Why Stream Processing
The business case for stream processing grows as the cost of data latency increases:
| Use Case | Latency Tolerance | Why Streaming |
|---|---|---|
| Fraud detection | < 1 second | Block fraudulent transactions before they complete |
| Real-time dashboards | < 30 seconds | Operational visibility for live systems |
| Recommendation engines | < 5 seconds | Personalize based on current session behavior |
| IoT monitoring | < 10 seconds | Detect equipment anomalies before failure |
| Event-driven microservices | < 1 second | React to state changes across services |
| Real-time bidding (AdTech) | < 100 ms | Bid on ad impressions in auction windows |
Core Concepts
Event Time vs Processing Time
The most fundamental concept in stream processing. Every event has two timestamps:
- Event time: When the event actually occurred (embedded in the data)

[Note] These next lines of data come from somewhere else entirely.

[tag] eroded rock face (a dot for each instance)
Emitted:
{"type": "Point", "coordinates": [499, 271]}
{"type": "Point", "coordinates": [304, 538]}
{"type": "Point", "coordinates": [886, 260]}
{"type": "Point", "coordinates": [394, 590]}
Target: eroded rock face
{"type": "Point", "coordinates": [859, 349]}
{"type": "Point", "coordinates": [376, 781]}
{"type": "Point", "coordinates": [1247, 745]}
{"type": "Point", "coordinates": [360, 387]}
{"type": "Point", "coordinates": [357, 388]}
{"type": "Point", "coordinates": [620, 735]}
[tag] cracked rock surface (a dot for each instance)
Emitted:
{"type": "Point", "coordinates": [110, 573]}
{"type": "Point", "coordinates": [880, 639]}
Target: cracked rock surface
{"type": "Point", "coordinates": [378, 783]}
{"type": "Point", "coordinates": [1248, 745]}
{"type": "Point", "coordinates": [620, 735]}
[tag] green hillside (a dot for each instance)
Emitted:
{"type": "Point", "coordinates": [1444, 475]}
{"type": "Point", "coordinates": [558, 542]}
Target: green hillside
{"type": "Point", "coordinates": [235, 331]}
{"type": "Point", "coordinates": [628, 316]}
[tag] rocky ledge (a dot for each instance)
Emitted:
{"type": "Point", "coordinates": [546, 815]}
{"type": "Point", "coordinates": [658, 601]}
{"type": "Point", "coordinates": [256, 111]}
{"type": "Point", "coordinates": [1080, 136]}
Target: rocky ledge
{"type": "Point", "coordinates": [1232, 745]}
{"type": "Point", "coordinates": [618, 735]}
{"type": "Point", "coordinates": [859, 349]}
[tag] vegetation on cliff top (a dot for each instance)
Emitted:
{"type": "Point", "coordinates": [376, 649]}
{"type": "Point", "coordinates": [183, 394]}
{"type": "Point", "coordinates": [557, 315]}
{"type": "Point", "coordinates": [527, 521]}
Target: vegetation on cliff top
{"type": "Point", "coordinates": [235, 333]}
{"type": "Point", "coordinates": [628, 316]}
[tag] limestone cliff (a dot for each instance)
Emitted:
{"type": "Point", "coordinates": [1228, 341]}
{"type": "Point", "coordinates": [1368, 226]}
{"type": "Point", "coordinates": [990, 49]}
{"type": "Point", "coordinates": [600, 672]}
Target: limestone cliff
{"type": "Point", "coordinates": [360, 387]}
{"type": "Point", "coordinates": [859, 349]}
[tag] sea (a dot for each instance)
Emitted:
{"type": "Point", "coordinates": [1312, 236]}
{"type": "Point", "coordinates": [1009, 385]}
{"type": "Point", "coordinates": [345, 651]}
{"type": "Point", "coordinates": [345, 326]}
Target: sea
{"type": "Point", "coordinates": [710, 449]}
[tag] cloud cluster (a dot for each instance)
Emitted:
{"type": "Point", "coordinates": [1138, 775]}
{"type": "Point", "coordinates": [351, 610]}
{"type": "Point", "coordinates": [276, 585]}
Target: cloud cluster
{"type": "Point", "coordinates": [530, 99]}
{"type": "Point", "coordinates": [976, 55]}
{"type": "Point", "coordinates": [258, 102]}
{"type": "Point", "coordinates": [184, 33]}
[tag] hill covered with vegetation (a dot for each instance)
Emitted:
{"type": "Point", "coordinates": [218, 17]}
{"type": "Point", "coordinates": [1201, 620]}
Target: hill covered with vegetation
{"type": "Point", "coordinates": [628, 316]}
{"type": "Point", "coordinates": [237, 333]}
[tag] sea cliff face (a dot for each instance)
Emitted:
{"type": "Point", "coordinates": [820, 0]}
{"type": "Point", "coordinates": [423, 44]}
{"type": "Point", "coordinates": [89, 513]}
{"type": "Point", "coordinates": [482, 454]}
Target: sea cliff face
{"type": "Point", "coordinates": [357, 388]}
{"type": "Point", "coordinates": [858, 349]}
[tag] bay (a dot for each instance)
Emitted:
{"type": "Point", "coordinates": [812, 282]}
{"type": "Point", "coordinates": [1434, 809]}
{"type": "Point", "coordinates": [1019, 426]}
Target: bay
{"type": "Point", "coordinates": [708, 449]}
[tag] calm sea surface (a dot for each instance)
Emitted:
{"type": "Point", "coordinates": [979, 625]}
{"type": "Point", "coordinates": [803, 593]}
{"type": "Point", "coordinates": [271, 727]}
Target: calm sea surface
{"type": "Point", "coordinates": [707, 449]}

- Processing time: When the event is processed by the system (wall clock)
Event created at source: 2026-03-17T14:00:00Z (event time)
Event arrives at Kafka: 2026-03-17T14:00:05Z (5s network delay)
Event processed by Flink: 2026-03-17T14:00:12Z (processing time)
12s total latencyWhy this matters: If you window by processing time, late-arriving events fall into the wrong window. Event time gives correct results but requires watermarks to determine completeness.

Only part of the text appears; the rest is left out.